Cette série s'installe, ce deuxième volet confirme tout l'intérêt qu'on peut lui porter. Son atmosphère en noir et blanc, le noir de la nuit, le blanc de la glace, la violence diffuse qui l'imprègne tout entier, les brumes qui entourent chaque élément de l'enquête et la rendent plus complexe, plus dangereuse, tout cela fait de "Messe noire" un remarquable polar historique.

Le duo composé par Volnay et le moine s'affine et s'affirme. Leur relation, qui était un vrai mystère au début du premier tome, reste constellée de zones d'ombre, mais on en sait un petit peu plus, suffisamment pour savoir sur quel pied danser quand ils sont, parfois, en désaccord. Ils sont les revers d'une même médaille, le sérieux et la rigidité de Volnay contrebalançant parfaitement l'humour et la décontraction du moine.
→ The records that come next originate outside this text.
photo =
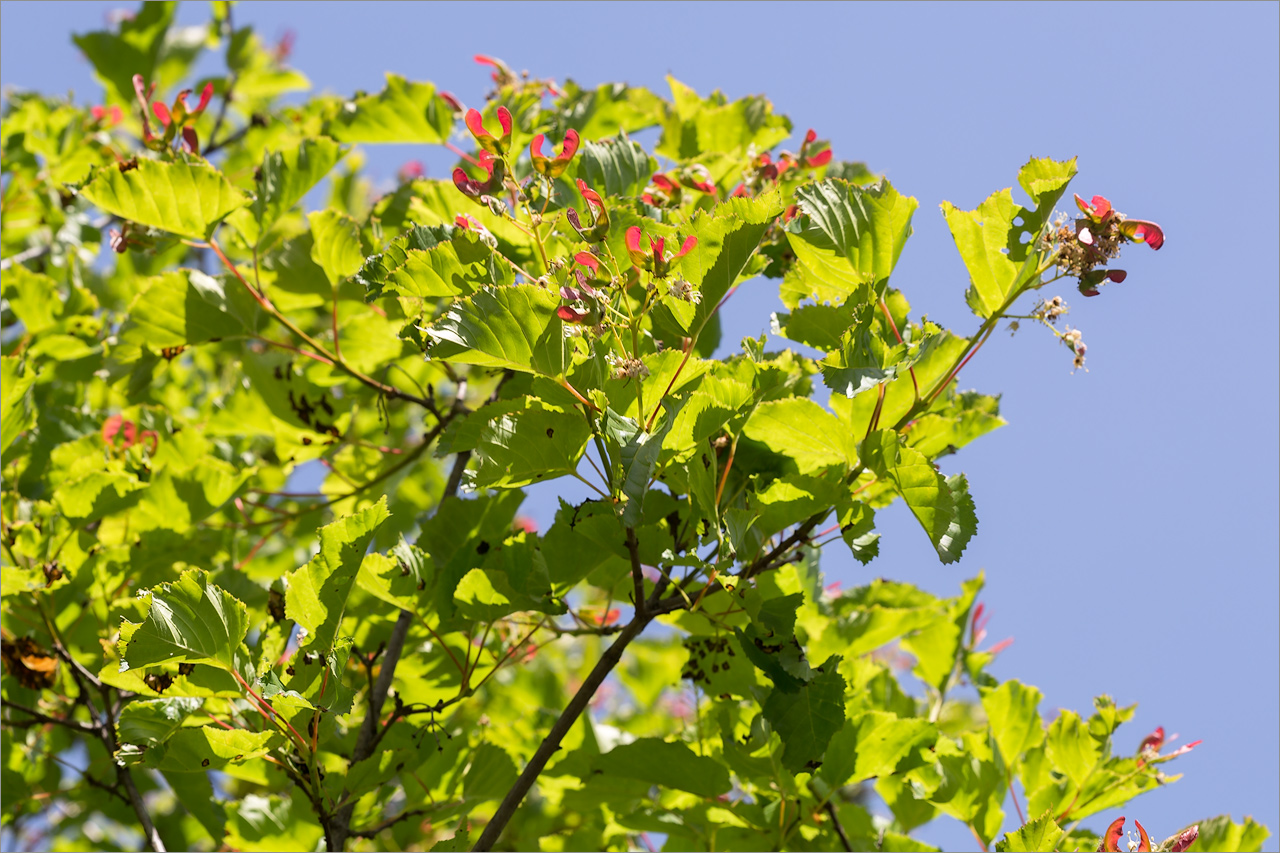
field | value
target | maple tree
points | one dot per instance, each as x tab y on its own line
397	657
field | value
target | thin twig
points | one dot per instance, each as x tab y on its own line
338	829
636	571
45	719
124	778
566	721
840	829
388	824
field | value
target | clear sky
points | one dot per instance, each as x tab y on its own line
1129	514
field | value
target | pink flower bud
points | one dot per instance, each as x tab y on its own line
1184	839
1111	839
487	141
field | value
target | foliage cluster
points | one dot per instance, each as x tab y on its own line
200	651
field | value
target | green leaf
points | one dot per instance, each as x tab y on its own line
991	238
457	264
727	240
209	747
268	824
33	297
521	441
1070	748
853	235
336	245
863	360
720	666
149	723
1221	834
872	744
817	325
941	505
858	529
804	430
881	612
639	457
608	109
617	167
195	793
17	414
1014	717
97	495
513	579
960	419
508	327
711	126
808	717
456	532
286	177
318	592
790	500
403	112
186	199
1042	834
664	763
117	56
178	309
965	783
490	775
188	621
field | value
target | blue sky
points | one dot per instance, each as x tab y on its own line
1128	514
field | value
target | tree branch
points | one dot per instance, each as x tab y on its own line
44	719
840	829
636	571
388	824
551	744
338	829
124	778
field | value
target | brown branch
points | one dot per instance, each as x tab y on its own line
124	778
551	744
840	829
636	573
37	717
388	824
338	826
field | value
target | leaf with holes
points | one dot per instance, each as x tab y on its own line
184	199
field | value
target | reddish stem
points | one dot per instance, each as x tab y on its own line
894	325
959	366
728	464
337	347
880	404
670	386
462	154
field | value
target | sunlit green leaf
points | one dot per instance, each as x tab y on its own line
940	503
190	620
1041	834
662	762
318	592
508	327
403	112
186	199
808	717
336	245
853	233
997	241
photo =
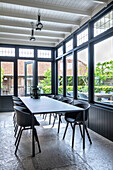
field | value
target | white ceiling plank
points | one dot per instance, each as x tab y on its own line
28	32
27	38
100	1
48	7
33	18
27	25
19	42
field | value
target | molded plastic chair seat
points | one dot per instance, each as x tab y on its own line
24	121
65	100
76	118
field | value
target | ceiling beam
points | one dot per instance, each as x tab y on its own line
34	18
19	42
21	24
28	32
48	7
100	1
23	38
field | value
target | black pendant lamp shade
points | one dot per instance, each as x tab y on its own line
39	25
32	38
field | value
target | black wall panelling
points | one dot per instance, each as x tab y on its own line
101	121
6	103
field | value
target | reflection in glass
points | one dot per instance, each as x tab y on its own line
82	69
60	76
104	71
25	77
7	78
69	75
44	77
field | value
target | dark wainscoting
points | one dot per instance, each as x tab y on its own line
6	104
101	121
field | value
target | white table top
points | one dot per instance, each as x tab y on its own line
48	105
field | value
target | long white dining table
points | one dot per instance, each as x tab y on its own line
49	105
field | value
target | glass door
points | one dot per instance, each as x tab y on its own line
28	76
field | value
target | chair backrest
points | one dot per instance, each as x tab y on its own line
82	96
15	98
23	118
51	95
17	103
58	97
67	100
78	116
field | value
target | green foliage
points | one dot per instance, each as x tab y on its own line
103	71
69	80
47	79
2	74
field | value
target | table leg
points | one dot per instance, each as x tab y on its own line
33	144
84	129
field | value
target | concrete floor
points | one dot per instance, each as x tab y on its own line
56	154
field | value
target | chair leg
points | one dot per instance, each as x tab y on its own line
73	135
50	119
18	140
88	135
54	120
65	130
59	123
80	130
18	136
16	129
36	137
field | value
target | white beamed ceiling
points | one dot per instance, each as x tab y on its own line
59	17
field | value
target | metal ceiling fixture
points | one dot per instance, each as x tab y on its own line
39	25
32	38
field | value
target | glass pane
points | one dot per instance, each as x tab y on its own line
60	77
82	37
104	71
26	52
7	52
24	89
69	75
60	51
103	24
7	78
44	76
82	65
44	53
29	76
69	45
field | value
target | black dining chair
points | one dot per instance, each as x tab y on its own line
76	118
65	100
24	121
56	97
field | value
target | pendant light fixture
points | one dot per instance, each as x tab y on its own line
32	38
39	25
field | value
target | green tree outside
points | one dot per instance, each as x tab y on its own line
2	74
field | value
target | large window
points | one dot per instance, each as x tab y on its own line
60	51
82	37
60	76
69	75
26	52
103	24
69	45
82	65
7	78
25	77
103	53
44	53
44	76
7	52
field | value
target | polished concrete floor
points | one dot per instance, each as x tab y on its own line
56	154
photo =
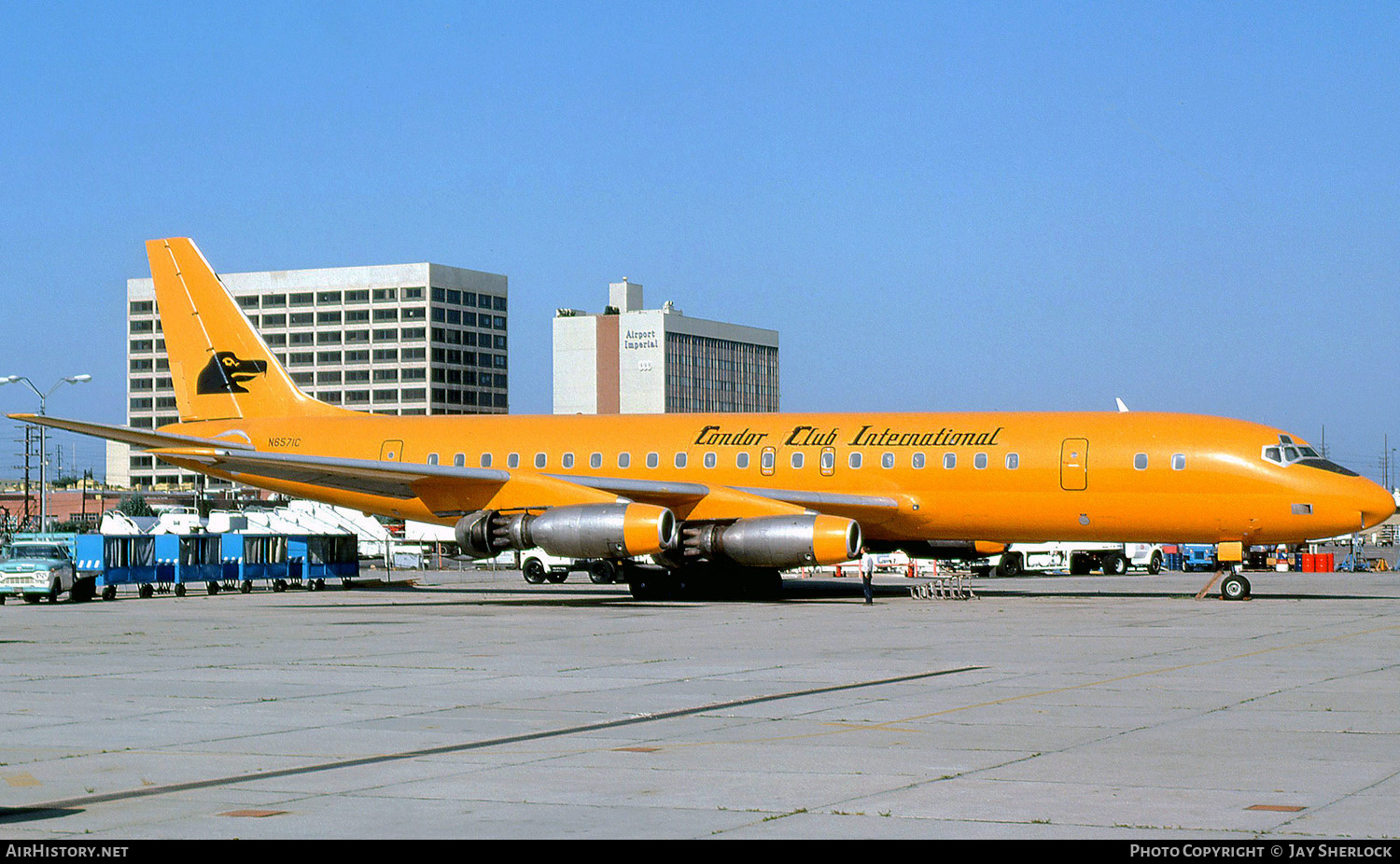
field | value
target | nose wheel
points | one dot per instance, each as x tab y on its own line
1235	587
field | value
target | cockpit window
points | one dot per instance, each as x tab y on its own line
1288	453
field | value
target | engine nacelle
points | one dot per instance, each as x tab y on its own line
570	531
781	541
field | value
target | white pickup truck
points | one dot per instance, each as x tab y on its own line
39	570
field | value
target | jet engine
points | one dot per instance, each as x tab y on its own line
570	531
776	541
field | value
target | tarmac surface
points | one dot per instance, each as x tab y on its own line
476	706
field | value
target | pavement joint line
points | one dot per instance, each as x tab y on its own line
10	814
890	724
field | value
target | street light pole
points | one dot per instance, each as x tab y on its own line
44	400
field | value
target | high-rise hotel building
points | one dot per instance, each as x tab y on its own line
400	339
632	360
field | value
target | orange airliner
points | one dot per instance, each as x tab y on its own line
711	496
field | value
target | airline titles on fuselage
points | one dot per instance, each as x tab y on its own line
868	436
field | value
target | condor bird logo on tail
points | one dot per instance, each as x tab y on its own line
226	374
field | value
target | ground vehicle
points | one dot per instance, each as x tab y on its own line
1078	558
1197	556
41	569
539	567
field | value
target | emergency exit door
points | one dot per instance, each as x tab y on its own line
1074	464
Dans cette enquête, pourtant, on sent parfois poindre quelques désaccords profonds. Pas seulement parce que le moine a un côté libertin que réprouve Volnay, dont la rigueur morale sied mal avec ce genre d'activité... Mais, les divergences de point du vue qui apparaissent au cours de cette deuxième enquête m'ont semblé un peu plus profondes...

Bien sûr, il y a Hélène, élément perturbateur, mais, ce n'est pas la seule chose qui coince entre eux. Sans jeux de mots, ils n'ont pas la même philosophie de vie. Bien sûr, chacun des deux verrait d'un bon oeil le régime corrompu s'effondrer, même s'ils le servent. Mais leurs motivations me paraissent très différentes. On cerne mal encore le passé des deux hommes, malgré quelques indices. Je ne doute pas qu'on continuera, peu à peu, à en apprendre sur eux et que ce passé nourrira les enquêtes à venir...

Tenez, puisqu'on en parle, la troisième enquête du Chevalier de Volnay, commissaire aux morts étranges, et de son adjoint, le moine hérétique dont on ne prononce pas le nom, elle sortira en principe au début 2014. Je dois dire que j'ai hâte de découvrir quelle sera cette nouvelle mort étrange qui mettra sur les dents les deux policiers pas comme les autres et vers quelles nouvelles sombres parties de l'âme humaine cela les entraînera.